Кербела была гобеленом из множества нитей. Ни одна история, обладавшая таким великим пафосом и трагизмом, не могла оставить людям ни единого недвусмысленного послания. С одной стороны, «Кербела» была историей выбора и принципов, историей человека, который устоял, хотя мог бы пресмыкаться и уступить. С другой стороны, это была история обреченности и поражения. Кербела прославляла внука Пророка, павшего в битве. Однако в темных уголках сознания Кербела и повторение ее мрачных событий могли быть призывом к подчинению силам, которые невозможно победить, и препятствиям, которые невозможно преодолеть.

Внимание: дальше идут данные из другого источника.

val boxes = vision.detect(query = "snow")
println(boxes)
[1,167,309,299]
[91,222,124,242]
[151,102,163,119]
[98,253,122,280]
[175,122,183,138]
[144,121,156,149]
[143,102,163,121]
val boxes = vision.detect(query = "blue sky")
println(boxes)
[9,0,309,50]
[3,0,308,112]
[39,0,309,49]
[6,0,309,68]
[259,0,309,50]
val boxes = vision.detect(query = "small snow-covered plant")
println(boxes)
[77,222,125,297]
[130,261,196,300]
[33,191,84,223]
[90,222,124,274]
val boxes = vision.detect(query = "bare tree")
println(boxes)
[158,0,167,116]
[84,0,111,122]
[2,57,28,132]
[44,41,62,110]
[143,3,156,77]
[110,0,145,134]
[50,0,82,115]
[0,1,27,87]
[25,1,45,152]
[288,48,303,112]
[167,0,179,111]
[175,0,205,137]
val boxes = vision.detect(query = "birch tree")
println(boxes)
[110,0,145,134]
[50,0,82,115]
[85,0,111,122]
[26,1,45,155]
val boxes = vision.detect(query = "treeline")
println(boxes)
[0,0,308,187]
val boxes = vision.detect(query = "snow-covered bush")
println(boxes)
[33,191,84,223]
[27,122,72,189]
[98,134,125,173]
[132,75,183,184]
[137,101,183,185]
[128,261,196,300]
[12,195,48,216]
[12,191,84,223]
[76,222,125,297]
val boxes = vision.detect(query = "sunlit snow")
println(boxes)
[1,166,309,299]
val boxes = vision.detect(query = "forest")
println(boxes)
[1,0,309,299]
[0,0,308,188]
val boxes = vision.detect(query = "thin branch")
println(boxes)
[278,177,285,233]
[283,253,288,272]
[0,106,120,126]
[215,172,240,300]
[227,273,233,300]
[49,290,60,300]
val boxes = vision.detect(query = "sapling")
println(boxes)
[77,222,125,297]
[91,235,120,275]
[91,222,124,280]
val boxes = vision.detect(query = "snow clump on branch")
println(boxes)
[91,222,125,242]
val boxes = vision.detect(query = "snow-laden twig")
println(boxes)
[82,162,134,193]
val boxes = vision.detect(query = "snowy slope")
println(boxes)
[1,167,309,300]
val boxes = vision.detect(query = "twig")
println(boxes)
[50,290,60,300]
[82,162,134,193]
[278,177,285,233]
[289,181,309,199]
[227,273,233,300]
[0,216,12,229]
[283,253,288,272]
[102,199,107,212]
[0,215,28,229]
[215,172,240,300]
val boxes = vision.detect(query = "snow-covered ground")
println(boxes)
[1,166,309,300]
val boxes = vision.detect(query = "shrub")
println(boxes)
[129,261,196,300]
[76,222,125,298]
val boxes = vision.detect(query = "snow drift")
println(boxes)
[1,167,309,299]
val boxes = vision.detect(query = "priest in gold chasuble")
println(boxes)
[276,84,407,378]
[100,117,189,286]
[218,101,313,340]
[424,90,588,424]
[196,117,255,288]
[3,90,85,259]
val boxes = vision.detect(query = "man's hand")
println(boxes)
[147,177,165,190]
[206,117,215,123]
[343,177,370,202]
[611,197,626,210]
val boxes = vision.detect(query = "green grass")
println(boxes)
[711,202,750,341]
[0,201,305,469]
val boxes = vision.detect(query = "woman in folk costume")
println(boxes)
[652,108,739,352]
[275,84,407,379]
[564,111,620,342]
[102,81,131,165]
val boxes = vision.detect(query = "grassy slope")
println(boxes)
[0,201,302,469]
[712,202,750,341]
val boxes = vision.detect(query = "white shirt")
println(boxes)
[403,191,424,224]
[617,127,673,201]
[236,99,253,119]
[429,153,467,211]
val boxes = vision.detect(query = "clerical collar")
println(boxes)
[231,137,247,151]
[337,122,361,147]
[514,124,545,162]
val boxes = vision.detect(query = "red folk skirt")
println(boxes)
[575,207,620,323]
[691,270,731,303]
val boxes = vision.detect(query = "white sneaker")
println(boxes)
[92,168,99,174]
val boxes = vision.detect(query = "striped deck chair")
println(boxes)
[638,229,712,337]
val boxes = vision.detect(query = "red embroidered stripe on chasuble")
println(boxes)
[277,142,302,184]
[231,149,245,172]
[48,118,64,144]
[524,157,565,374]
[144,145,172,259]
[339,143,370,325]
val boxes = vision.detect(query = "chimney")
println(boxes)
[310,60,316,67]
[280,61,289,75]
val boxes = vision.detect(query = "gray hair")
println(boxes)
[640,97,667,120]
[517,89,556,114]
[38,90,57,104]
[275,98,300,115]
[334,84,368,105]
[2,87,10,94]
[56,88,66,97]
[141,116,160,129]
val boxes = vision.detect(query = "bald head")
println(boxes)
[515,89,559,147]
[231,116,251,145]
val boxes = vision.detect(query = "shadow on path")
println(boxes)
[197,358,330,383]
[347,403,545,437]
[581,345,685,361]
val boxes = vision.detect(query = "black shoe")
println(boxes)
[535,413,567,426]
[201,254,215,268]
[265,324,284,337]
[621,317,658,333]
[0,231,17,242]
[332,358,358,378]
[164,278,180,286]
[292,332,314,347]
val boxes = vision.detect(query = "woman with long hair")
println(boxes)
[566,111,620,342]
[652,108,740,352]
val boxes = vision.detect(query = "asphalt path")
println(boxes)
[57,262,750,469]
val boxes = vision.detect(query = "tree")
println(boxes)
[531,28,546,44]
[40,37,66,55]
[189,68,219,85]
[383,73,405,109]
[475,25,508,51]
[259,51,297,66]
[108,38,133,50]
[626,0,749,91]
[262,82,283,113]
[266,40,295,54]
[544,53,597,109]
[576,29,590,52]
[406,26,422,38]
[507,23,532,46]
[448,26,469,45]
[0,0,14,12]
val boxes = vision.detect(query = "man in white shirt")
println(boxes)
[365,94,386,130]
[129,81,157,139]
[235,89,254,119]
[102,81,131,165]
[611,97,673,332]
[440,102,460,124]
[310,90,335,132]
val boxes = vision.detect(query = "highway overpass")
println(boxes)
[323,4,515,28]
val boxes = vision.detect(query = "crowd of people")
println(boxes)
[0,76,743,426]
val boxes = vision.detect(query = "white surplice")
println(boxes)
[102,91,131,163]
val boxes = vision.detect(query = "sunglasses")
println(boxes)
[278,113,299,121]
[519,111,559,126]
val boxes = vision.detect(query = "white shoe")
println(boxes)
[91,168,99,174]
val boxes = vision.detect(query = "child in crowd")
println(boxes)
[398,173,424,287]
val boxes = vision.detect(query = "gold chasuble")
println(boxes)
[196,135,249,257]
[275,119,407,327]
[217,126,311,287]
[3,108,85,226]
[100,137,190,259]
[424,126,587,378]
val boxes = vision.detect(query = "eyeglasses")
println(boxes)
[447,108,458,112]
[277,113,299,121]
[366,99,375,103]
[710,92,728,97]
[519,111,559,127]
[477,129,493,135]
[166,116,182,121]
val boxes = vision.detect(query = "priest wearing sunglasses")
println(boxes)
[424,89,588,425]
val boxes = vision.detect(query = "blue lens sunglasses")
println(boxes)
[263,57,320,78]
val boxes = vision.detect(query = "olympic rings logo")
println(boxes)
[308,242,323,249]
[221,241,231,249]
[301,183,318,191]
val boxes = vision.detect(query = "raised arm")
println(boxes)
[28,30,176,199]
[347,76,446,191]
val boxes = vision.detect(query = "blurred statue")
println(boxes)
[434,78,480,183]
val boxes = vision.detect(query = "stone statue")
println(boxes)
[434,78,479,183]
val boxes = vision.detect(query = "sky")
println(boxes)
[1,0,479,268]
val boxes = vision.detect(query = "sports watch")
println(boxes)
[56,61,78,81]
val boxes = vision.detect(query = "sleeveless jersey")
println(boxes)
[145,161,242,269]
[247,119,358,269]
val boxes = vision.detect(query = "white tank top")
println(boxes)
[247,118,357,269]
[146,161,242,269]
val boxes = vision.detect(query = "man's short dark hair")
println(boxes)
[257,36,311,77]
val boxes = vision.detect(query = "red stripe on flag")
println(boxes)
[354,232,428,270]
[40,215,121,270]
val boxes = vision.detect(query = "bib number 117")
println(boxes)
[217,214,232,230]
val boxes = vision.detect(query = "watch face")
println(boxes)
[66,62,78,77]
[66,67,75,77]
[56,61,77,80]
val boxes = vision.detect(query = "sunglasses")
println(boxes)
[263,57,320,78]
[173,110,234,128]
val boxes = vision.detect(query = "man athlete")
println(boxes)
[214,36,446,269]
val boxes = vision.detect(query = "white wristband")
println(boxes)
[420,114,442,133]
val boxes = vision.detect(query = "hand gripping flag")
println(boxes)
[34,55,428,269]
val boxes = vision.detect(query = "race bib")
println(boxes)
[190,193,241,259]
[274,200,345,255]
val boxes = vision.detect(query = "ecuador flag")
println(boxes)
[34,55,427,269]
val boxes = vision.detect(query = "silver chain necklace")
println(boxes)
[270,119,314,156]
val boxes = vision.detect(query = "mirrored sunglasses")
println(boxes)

История о Кербеле и множество других шиитских историй об обездоленности и поражении сработали единственным доступным им способом: они крутились и изворачивались, и делали тайные предложения. В этих исступленных шиитских рассказах предполагалось, что у слабости чистые руки, что мужчины не будут, если выражаться современным сленгом, «отождествлять себя с агрессором». Но в суровом мире, где результат значил больше, чем действие, где результаты оправдывали деяния людей, определенная степень двойственности, если хотите, диссонанса, была неизбежна. Халифы, обезглавившие праведных имамов, были людьми со средствами и властью. Мир предложил им себя, они победили, и их не мучили угрызения совести. Должны ли молодые люди в этом шиитском мире становиться преемниками тех, кто умер от жажды и голода в обреченных на поражение битвах, или они должны были одерживать в своих сражениях победы? Как бы то ни было, мужчинам было велено превозносить горе, мученичество и траур, но при этом неустанно стремиться к успеху и добиваться его, куда бы это ни привело.

Истории о мученичестве находились бок о бок с грубым инстинктом самосохранения и легко переходили в него. Люди превозносили мученичество, но жили осторожно. Они знали, что люди, щедрые на аплодисменты, уйдут как раз тогда, когда в них возникнет необходимость, что ревностных оставят одних на произвол судьбы: мужчины, обещающие быть там (как мужчины Куфы, обещавшие встретиться с Хусейном), согласно рассказам, спешили домой к своим женам и детям, а люди, которые рисковали, которые действительно стремились что-то изменить, пожинали горькие плоды разразившейся бури. Женщины сопровождали своих сыновей на мероприятия Ашуры и театрализованные представления. Но плачущие матери просили молодых людей воздержаться от игр с огнем: героизм был иллюзией, так учили сыновей. Землю наследовали хитрецы, а смелых обезглавливали или отравляли. Никто не хотел, чтобы его голова упала на колени матери.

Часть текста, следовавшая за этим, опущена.